Invasion de l'Espagne (1808). L'intervention de l'Empereur en Espagne eut des suites bien plus graves. La cour de Madrid était profondément divisée. Godoï dominait le roi et la reine, mais était odieux au prince des Asturies, Ferdinand, et à la nation tout entière. Il avait pensé à se relever de ce mépris avant Iéna, par une attaque contre le midi de la France combinée avec une armée anglo-portugaise; après, en sollicitant bassement la faveur de Napoléon. Une maladie du roi Charles IV décida la reine et Godoï à chercher les moyens de priver du trône l'héritier présomptif, qui se défendit contre cette intrigue en implorant, lui aussi, l'appui de Napoléon. Mais, à ces prières adressées au puissant maître de l'Occident, il ajouta un complot contre le favori. Ses papiers furent saisis; on l'arrêta, et un procès criminel fut commencé contre lui et contre ses amis. Telle était la famille qui régnait sur l'Espagne, et qui laissait ce beau pays dans la plus honteuse torpeur.
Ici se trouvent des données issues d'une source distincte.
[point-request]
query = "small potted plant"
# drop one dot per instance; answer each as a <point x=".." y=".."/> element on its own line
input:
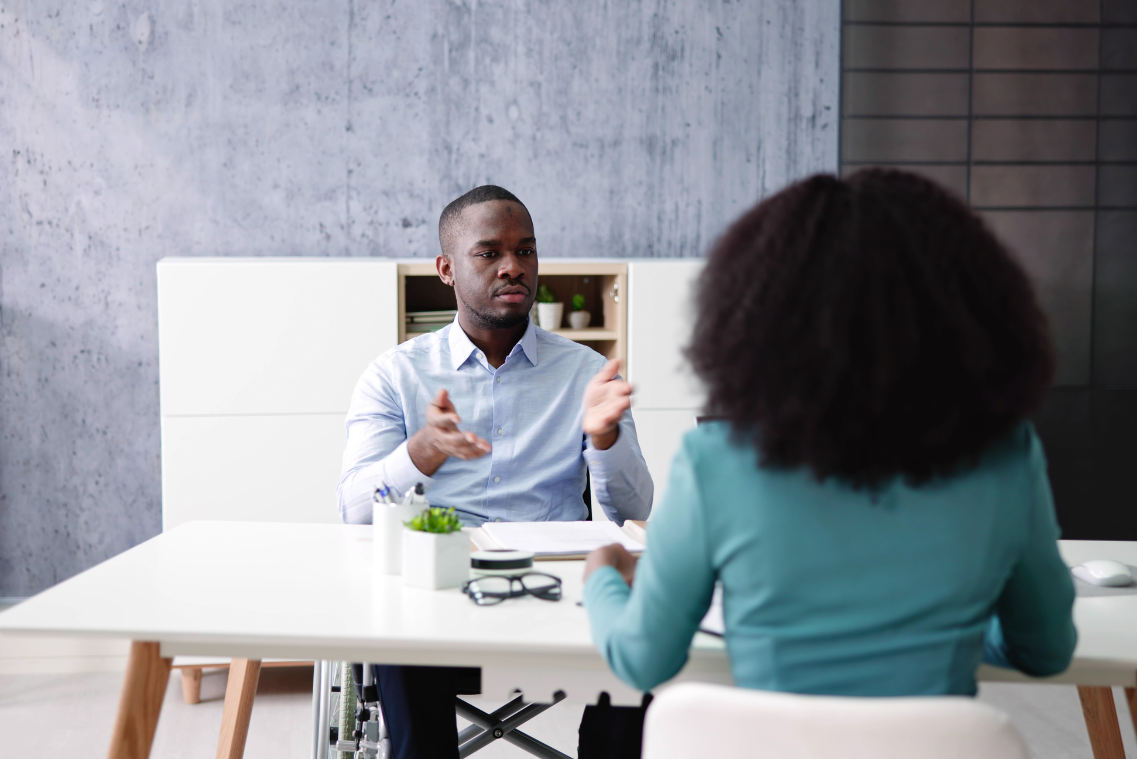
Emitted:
<point x="548" y="310"/>
<point x="579" y="318"/>
<point x="436" y="552"/>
Napoléon, sentant bien qu'il n'y avait rien à faire avec de tels princes, eut voulu les amener à fuir en Amérique, comme la maison de Bragance venait de fuir au Brésil; et à cet effet, pour les épouvanter, il accumulait de grandes forces derrière les Pyrénées. Un nouveau scandale fit avorter ce plan. Un soulèvement, qui éclata à Aranjuez, força Charles IV à abdiquer en faveur de son fils Ferdinand VII. Godoï courut risque de la vie et fut blessé. Mais Murat était déjà avec une armée près de Madrid; il y entra, refusa de reconnaître la révolution d'Aranjuez et persuada au vieux roi de se rendre à Bayonne auprès de Napoléon. Ferdinand prit le même chemin pour plaider sa cause auprès de ce redoutable arbitre. Les princes aveugles qui s'étaient laissé prendre a ce piége n'en sortirent pas; intimidés ou séduits, ils abdiquèrent entre les mains de l'Empereur. Charles IV alla vivre à Compiègne, dans un des châteaux impériaux; Ferdinand VII à Valençay, dans une demi-captivité. Joseph abandonna à Murat sa couronne de Naples, qui lui plaisait, pour prendre celle d'Espague, bien autrement lourde, et qu'il n'était pas capable de porter. Une junte des principaux personnages de l'Espagne, convoquée à Bayonne, le 'reconnut roi, et promulguà en même temps une constitution nouvelle pour le royaume.